Ma l’esercito in Russia, e in modo particolare le unita’ speciali di stanza in Cecenia, sono un governo nel governo, una autorita’ autonoma e molto potente, che nemmeno i tribunali hanno il coraggio di toccare. Il caso del colonnello Budanov ne e’ la dimostrazione: dopo aver rapito, violentato e strangolato una diciottenne cecena, Budanov e’ stato assolto perche’ “temporaneamente irresponsabile” nel momento dell’omicidio.

Al Governo russo la Politkovskaia riserva un intero capitolo: l’amministrazione Putin vuole apparire all’esterno come garante dell’ordine e della sicurezza, ma in realta’ getta benzina sul fuoco e i suoi servizi segreti (FSB, ex KGB) sono particolarmente attivi in questo. In Russia il ceceno e’ “diverso”, malvisto e vessato dalla polizia. In TV gli sceneggiati in prima serata lo descrivono crudele e spietato mentre i russi sono raffigurati come eroi esemplari: in Russia il razzismo e’ di Stato.

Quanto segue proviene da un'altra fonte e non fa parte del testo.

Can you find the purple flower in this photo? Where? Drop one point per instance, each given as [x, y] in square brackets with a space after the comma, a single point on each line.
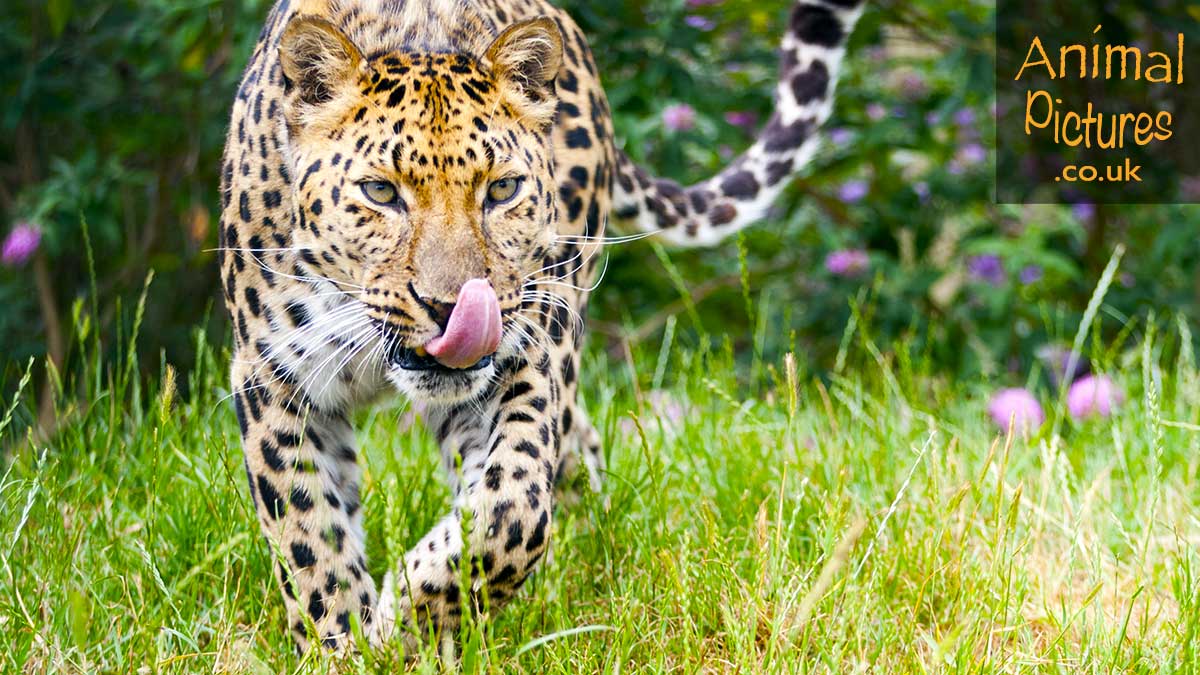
[1093, 395]
[1017, 406]
[840, 136]
[853, 191]
[679, 117]
[1084, 211]
[987, 268]
[847, 262]
[744, 119]
[972, 154]
[21, 244]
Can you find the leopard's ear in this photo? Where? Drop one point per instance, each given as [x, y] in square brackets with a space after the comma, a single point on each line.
[317, 58]
[528, 55]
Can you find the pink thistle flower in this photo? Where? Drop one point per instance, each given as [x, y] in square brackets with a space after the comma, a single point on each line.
[679, 117]
[847, 262]
[1015, 405]
[1093, 395]
[840, 136]
[743, 119]
[21, 244]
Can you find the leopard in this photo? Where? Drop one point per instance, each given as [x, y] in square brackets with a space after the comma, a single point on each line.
[414, 198]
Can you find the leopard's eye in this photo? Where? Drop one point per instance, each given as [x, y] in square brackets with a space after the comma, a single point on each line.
[502, 190]
[381, 192]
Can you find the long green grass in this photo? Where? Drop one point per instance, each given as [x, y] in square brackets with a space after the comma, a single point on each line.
[871, 520]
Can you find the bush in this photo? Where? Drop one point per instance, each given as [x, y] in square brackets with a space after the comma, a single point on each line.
[118, 112]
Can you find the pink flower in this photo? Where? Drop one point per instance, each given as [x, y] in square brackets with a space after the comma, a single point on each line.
[840, 136]
[1015, 405]
[847, 262]
[679, 117]
[21, 244]
[1093, 395]
[743, 119]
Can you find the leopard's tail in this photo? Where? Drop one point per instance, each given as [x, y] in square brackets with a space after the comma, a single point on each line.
[739, 195]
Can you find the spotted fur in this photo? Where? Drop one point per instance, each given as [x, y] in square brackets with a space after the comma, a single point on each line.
[328, 288]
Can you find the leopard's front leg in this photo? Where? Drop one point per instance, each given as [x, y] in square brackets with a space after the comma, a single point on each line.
[304, 478]
[507, 449]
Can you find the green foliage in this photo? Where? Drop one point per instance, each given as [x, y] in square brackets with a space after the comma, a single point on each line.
[875, 523]
[118, 113]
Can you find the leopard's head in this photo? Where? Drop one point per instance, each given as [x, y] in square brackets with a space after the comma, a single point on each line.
[423, 186]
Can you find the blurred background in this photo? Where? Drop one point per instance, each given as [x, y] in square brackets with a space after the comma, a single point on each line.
[114, 117]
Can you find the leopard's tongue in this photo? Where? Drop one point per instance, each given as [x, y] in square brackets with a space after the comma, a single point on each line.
[473, 330]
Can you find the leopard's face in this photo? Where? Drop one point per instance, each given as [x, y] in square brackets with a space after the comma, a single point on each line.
[415, 174]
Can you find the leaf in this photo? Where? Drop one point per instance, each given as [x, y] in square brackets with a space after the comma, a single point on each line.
[59, 12]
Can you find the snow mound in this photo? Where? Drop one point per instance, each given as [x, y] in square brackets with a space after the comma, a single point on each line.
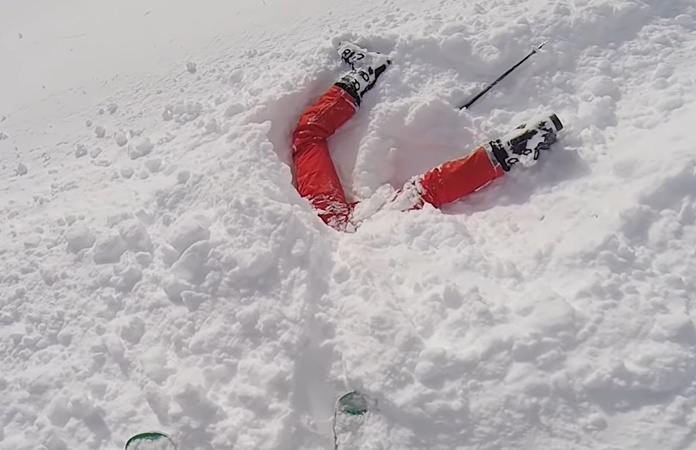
[175, 280]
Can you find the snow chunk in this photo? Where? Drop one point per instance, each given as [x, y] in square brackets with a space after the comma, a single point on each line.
[182, 112]
[135, 235]
[127, 172]
[125, 277]
[120, 138]
[142, 149]
[80, 151]
[191, 266]
[174, 286]
[109, 248]
[79, 237]
[21, 169]
[186, 231]
[183, 176]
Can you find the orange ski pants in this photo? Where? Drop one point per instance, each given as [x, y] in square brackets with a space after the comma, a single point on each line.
[318, 181]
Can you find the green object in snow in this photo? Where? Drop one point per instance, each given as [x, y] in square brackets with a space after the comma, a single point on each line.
[353, 403]
[152, 440]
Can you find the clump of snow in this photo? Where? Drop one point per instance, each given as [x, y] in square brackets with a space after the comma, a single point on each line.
[80, 150]
[182, 112]
[549, 310]
[120, 138]
[187, 230]
[108, 248]
[21, 169]
[79, 237]
[142, 148]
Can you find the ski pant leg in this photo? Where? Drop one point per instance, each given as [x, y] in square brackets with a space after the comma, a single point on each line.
[316, 175]
[452, 180]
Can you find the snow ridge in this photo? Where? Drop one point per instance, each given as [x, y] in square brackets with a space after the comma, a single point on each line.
[160, 271]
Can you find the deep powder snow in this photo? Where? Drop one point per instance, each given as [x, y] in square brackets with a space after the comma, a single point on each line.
[159, 271]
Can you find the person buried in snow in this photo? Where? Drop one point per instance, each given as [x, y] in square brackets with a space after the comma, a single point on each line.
[317, 179]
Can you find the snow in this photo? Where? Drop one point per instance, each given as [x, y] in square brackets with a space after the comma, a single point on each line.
[175, 280]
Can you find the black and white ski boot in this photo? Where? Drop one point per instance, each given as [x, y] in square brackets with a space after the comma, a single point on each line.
[367, 67]
[525, 142]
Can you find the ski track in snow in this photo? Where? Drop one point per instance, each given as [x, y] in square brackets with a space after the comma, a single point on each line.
[159, 271]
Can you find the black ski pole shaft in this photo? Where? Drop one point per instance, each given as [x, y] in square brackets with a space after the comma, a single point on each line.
[500, 78]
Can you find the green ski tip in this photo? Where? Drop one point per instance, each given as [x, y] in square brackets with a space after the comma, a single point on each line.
[353, 403]
[151, 440]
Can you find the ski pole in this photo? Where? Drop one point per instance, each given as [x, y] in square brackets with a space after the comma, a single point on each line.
[488, 88]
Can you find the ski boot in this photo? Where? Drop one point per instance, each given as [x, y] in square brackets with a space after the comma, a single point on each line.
[525, 142]
[367, 67]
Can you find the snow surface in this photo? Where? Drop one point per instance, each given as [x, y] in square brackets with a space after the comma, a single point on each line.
[159, 271]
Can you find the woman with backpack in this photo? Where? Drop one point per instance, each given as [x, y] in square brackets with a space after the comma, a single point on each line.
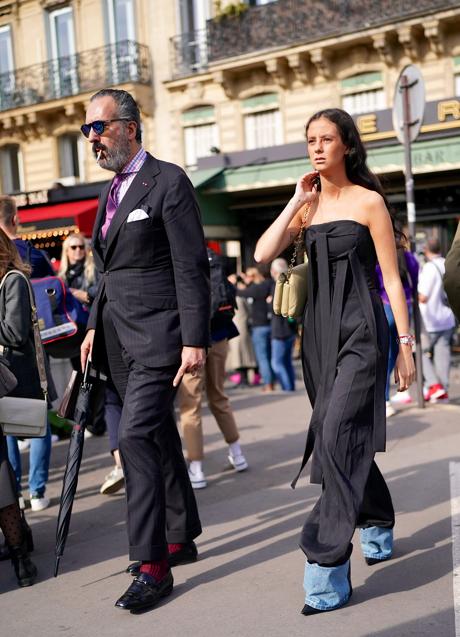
[17, 344]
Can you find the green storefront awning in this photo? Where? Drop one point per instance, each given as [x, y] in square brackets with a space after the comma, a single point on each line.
[428, 156]
[201, 177]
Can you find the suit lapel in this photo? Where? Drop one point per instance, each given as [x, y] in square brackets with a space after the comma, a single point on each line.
[142, 183]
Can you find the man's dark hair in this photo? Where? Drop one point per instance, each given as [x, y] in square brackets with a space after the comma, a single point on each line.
[433, 245]
[127, 106]
[7, 210]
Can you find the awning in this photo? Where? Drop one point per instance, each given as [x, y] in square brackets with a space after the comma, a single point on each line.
[46, 219]
[428, 156]
[201, 177]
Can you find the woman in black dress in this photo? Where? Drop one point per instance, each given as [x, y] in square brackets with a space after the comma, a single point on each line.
[345, 346]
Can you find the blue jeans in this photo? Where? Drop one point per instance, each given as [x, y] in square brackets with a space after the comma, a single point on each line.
[394, 348]
[377, 542]
[327, 587]
[282, 362]
[39, 462]
[261, 337]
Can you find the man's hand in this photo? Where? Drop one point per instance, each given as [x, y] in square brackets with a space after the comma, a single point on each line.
[86, 348]
[193, 359]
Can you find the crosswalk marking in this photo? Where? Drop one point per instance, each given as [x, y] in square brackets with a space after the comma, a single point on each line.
[454, 470]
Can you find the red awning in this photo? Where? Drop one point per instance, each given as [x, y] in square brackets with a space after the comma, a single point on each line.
[74, 213]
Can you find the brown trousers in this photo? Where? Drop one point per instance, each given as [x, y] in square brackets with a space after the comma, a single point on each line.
[190, 395]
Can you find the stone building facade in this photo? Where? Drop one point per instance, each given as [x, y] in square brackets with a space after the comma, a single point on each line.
[225, 89]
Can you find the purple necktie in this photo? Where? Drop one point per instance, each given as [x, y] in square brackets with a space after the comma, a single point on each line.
[112, 202]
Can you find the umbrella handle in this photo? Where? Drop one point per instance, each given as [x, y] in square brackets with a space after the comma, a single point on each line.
[87, 368]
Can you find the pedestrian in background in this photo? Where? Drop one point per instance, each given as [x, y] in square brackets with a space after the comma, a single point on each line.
[439, 324]
[150, 321]
[77, 268]
[241, 359]
[259, 293]
[283, 333]
[79, 273]
[345, 351]
[452, 275]
[18, 348]
[39, 448]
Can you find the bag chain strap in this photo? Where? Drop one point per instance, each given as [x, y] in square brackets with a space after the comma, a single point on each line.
[298, 239]
[39, 354]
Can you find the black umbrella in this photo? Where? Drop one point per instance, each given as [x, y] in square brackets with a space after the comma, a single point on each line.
[74, 454]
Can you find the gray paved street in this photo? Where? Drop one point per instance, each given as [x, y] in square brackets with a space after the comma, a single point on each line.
[248, 580]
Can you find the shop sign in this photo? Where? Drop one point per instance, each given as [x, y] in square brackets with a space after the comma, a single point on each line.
[439, 115]
[33, 198]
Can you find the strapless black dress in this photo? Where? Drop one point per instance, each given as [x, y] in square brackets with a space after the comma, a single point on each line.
[344, 355]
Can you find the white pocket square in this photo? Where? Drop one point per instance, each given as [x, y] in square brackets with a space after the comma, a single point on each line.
[137, 215]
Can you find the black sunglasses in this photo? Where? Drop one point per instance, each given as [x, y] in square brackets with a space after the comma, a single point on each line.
[100, 125]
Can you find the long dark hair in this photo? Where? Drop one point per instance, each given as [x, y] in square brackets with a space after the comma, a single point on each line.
[356, 167]
[9, 257]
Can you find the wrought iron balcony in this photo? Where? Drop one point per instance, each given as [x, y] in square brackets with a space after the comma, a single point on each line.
[91, 70]
[289, 22]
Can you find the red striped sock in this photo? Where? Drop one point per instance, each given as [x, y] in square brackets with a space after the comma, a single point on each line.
[155, 569]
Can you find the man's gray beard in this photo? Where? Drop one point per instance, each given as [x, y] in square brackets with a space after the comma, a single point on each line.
[115, 159]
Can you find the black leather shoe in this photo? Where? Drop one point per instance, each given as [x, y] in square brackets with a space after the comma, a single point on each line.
[187, 555]
[145, 592]
[25, 569]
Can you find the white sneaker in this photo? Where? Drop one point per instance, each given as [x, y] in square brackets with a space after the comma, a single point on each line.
[38, 504]
[238, 462]
[390, 410]
[197, 478]
[113, 481]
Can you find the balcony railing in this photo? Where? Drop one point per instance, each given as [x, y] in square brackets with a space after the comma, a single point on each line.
[289, 22]
[91, 70]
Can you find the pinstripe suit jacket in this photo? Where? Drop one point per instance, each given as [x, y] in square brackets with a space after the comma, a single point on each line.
[155, 272]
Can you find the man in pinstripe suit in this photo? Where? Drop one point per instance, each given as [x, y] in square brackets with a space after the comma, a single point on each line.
[150, 323]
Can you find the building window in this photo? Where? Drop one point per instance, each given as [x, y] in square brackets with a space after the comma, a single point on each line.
[262, 121]
[6, 68]
[11, 173]
[457, 76]
[200, 134]
[70, 158]
[363, 93]
[63, 63]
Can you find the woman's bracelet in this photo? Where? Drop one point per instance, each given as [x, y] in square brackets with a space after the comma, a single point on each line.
[405, 339]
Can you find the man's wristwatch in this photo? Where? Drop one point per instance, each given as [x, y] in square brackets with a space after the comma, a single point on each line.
[405, 339]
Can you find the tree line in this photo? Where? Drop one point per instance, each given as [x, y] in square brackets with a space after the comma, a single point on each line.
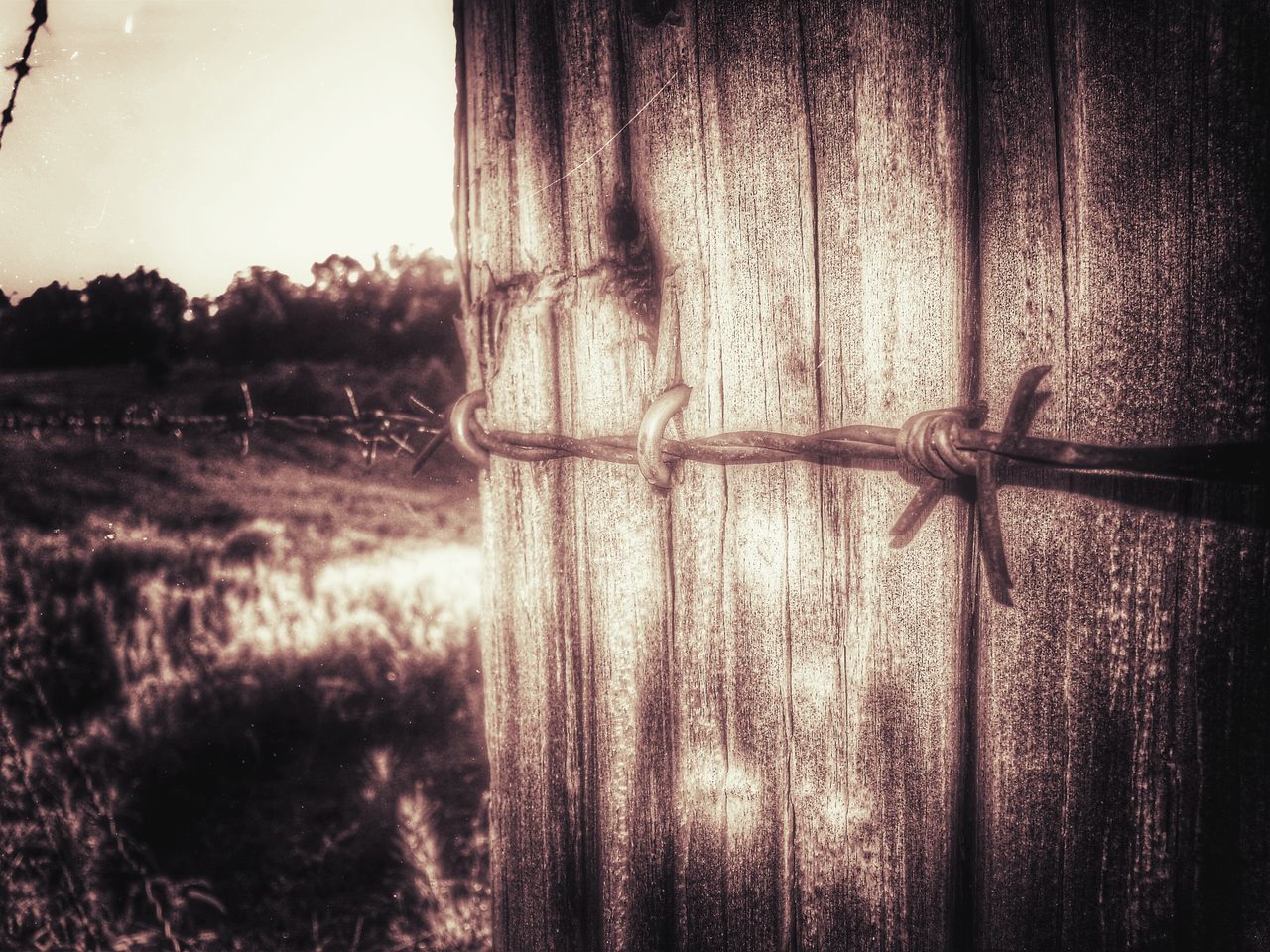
[400, 306]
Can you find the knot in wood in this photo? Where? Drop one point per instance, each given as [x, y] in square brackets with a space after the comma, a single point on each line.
[929, 442]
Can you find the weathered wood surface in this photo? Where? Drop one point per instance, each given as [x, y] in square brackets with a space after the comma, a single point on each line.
[1123, 751]
[733, 716]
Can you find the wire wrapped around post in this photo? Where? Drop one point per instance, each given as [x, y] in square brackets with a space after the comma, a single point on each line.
[945, 444]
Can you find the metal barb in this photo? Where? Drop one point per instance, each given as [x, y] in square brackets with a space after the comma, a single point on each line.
[943, 444]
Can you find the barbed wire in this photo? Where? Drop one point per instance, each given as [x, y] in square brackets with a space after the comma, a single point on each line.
[372, 429]
[22, 67]
[943, 444]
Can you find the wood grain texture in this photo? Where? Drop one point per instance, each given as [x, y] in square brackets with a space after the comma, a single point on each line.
[731, 715]
[725, 716]
[1121, 762]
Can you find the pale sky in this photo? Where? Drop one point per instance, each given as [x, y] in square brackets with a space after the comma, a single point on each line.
[203, 136]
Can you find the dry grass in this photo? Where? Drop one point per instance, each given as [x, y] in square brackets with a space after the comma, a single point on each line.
[241, 703]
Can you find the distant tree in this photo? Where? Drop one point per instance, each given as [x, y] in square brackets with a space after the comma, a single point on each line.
[249, 322]
[399, 306]
[135, 317]
[44, 329]
[112, 320]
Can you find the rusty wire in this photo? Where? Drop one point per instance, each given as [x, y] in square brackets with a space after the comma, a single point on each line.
[945, 444]
[22, 67]
[371, 429]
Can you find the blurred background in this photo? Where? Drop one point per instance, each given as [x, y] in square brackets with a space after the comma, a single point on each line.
[241, 697]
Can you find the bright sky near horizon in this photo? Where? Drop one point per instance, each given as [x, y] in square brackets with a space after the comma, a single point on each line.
[203, 136]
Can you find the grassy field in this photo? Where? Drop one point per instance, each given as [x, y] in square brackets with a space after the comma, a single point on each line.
[241, 694]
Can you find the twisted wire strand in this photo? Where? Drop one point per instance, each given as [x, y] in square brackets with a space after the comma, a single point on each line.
[943, 444]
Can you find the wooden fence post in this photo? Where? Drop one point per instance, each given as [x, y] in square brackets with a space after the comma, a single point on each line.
[1123, 758]
[731, 715]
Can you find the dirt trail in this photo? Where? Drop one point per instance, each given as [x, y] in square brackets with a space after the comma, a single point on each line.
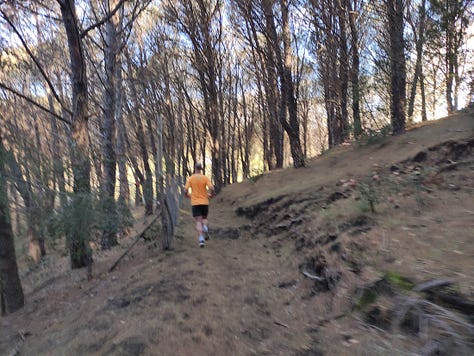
[244, 294]
[224, 299]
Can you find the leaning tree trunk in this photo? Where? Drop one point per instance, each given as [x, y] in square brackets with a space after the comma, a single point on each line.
[80, 228]
[11, 292]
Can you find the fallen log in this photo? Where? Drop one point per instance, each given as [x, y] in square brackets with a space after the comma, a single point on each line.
[137, 238]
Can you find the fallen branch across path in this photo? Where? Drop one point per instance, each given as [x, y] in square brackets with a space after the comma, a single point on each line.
[137, 238]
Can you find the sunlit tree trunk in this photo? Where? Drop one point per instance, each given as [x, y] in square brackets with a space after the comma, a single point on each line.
[111, 53]
[11, 291]
[397, 65]
[80, 229]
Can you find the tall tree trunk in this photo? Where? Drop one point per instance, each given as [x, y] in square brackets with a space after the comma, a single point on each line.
[111, 49]
[123, 203]
[355, 68]
[343, 70]
[293, 129]
[148, 182]
[11, 292]
[79, 232]
[419, 38]
[397, 65]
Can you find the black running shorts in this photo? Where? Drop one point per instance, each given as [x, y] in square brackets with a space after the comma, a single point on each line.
[200, 210]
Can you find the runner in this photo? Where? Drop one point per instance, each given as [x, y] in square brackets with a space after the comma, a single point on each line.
[200, 189]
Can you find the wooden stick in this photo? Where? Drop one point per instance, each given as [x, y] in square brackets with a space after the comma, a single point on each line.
[140, 235]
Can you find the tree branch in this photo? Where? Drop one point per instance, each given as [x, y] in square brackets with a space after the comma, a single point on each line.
[32, 56]
[31, 101]
[104, 20]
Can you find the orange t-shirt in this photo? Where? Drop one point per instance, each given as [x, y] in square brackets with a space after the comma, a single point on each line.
[199, 184]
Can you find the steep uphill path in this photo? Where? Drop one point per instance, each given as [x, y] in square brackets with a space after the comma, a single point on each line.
[244, 293]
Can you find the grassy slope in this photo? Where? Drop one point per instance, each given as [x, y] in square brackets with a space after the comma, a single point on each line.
[248, 296]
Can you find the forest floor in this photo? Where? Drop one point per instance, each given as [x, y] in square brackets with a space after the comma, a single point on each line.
[297, 264]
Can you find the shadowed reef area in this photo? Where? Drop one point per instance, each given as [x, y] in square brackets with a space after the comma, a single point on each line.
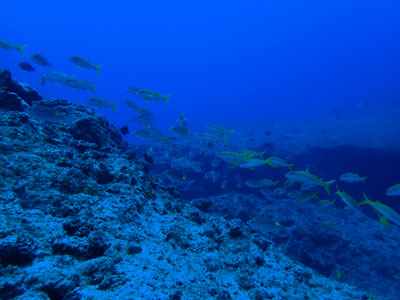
[83, 216]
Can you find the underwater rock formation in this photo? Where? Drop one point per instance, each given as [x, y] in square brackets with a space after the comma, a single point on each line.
[82, 219]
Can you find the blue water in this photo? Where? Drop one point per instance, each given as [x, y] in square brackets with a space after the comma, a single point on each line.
[221, 61]
[233, 63]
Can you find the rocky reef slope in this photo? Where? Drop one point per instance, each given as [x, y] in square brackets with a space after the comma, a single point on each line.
[81, 218]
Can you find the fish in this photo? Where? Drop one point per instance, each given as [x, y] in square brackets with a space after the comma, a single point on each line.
[352, 177]
[265, 225]
[308, 178]
[325, 203]
[124, 130]
[8, 46]
[252, 163]
[56, 77]
[101, 103]
[155, 131]
[220, 130]
[394, 190]
[78, 84]
[147, 95]
[348, 200]
[81, 62]
[307, 197]
[182, 119]
[276, 162]
[279, 191]
[213, 137]
[148, 158]
[132, 104]
[133, 90]
[180, 130]
[40, 60]
[383, 209]
[268, 182]
[26, 66]
[248, 153]
[144, 134]
[175, 176]
[254, 183]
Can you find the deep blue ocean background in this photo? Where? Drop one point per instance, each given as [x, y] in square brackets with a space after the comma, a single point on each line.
[221, 61]
[270, 71]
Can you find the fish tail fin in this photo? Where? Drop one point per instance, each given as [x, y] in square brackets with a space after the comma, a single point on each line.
[326, 185]
[166, 98]
[366, 200]
[96, 68]
[91, 87]
[20, 47]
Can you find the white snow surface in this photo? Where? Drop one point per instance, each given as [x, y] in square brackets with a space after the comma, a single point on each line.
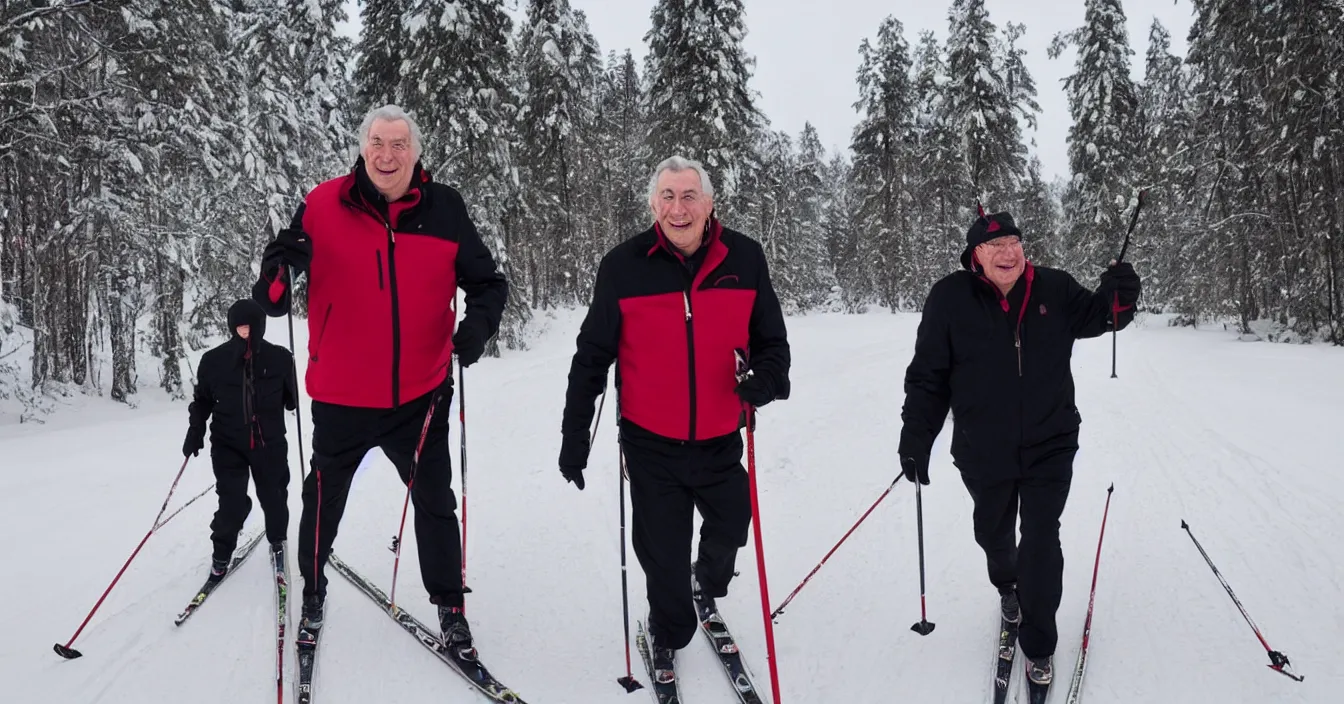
[1242, 440]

Ma tutti i russi, eccetto forse i caucasici, vivono tradizionalmente da subalterni verso lo Stato, “non c’e’ popolazione meno sicura di se dei cittadini russi”, dice l’autrice, che spiega come verso l’autorita’ essi non alzino mai la testa, a meno di essere persone particolarmente importanti, per fama, soldi o meriti militari, motivi di molto superiori rispetto ai semplici diritti umani o civili. Questo atteggiamento e’ piu’ antico del comunismo ed si e’ ben conservato fino ad oggi.

In sintesi quello di Anna Politkovskaia, edito da Fandango, e’ un libro di estrema attualita’, per non dimenticare che dietro la “lotta al terrorismo” ci sia di tutto, anche un genocidio.